Within the financial services industry, the excitement around blockchain is being most keenly felt within Capital Markets. After all, storing and agreeing datasets of financial obligations and ownership is the central premise of Capital Markets operations. Existing processes are complex, and due to fragmented data structures using incompatible standards, extremely inefficient.

In particular, our customers tell us that data reconciliation is a drain on resources, and often involves an element of manual processing which can introduce errors and unacceptable levels of risk. So it’s not hard to see why blockchain technology holds such a strong appeal.


Is this really a problem worth solving? Euroclear and Oliver Wyman recently published a joint paper called “Blockchain in Capital Markets: the Prize and the Journey”. The paper calculated that IT and operations expenditure in capital markets is close to US $100 billion per year among banks. In addition, post-trade and securities servicing fees are in the region of $100 billion, and significant capital and liquidity costs are incurred as a result of delays and inefficiencies within market operations. If blockchain technology could reduce these costs by just a few percent, it would mean billions of dollars in annual savings.

How will the financial services industry adopt blockchain technology?

The Euroclear / Whyman report posits that there are three key drivers for adoption. The first is disruption by FinTech challengers, the second is collaborative efforts by industry players, and the third is mandated policy by industry supervisors or regulators. Which of these is likely to prove most persuasive?

While FinTech startups with a focus on innovative blockchain use cases are hitting the headlines, and undoubtedly raising the profile of the technology as a whole, I believe that outside of the retail and payments space, their impact is likely to be somewhat limited.

Instead, it is quite apt that the adoption of this consensus-driven technology will require industry consensus. Several major players including JP Morgan, Wells Fargo, State Street, and the London Stock Exchange Group have already joined forces to examine the potential of blockchains. The R3CEV consortium, a working group formed of 42 banks, is also collaborating to develop a protocol for blockchain technology for the banking sector. In addition, nearly every major bank and financial institution currently has it's own internal task force charged with understanding the technology and its implications for their business.
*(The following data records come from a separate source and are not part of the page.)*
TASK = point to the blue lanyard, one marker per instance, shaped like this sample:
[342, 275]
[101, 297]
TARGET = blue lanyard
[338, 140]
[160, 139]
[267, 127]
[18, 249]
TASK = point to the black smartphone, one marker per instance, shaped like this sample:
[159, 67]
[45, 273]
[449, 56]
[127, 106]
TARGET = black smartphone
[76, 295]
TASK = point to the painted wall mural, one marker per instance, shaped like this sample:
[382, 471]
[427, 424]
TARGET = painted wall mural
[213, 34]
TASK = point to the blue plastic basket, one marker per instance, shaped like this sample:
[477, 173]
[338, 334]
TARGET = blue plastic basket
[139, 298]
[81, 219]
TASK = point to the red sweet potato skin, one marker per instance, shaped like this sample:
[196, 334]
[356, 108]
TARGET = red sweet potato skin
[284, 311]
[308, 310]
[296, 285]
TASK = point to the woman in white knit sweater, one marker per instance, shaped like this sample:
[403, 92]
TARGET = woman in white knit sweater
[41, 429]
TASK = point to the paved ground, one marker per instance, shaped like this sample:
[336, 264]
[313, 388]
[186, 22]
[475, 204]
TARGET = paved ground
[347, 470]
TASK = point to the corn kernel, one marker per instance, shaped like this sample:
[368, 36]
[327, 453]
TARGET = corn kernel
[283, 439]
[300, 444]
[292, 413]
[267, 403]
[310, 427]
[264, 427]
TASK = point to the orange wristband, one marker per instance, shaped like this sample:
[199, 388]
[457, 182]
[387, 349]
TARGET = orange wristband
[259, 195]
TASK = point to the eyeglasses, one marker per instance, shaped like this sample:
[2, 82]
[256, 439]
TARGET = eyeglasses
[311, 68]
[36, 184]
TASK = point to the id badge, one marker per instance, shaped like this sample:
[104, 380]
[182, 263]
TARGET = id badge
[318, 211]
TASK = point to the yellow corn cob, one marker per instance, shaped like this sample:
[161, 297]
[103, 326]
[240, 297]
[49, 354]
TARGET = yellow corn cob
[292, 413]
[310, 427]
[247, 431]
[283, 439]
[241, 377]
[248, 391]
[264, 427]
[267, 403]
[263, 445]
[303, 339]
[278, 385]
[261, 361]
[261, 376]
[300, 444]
We are also seeing increasing interest from industry bodies who are keen to inspect the technology from a regulatory standpoint and shape its evolution. Given that change in the securities markets has historically been either collaborative (e.g. FIX) or mandated (e.g. de-materialisation), it seems likely that adoption will be driven by a collaboration between incumbent financial institutions, combined with regulatory policy driven by bodies such as Euroclear, the DTCC, or the ECB. And while such broad collaboration is likely to mean that adoption will happen, it is also likely to mean that - as with so many previous initiatives - it may take much longer than originally anticipated.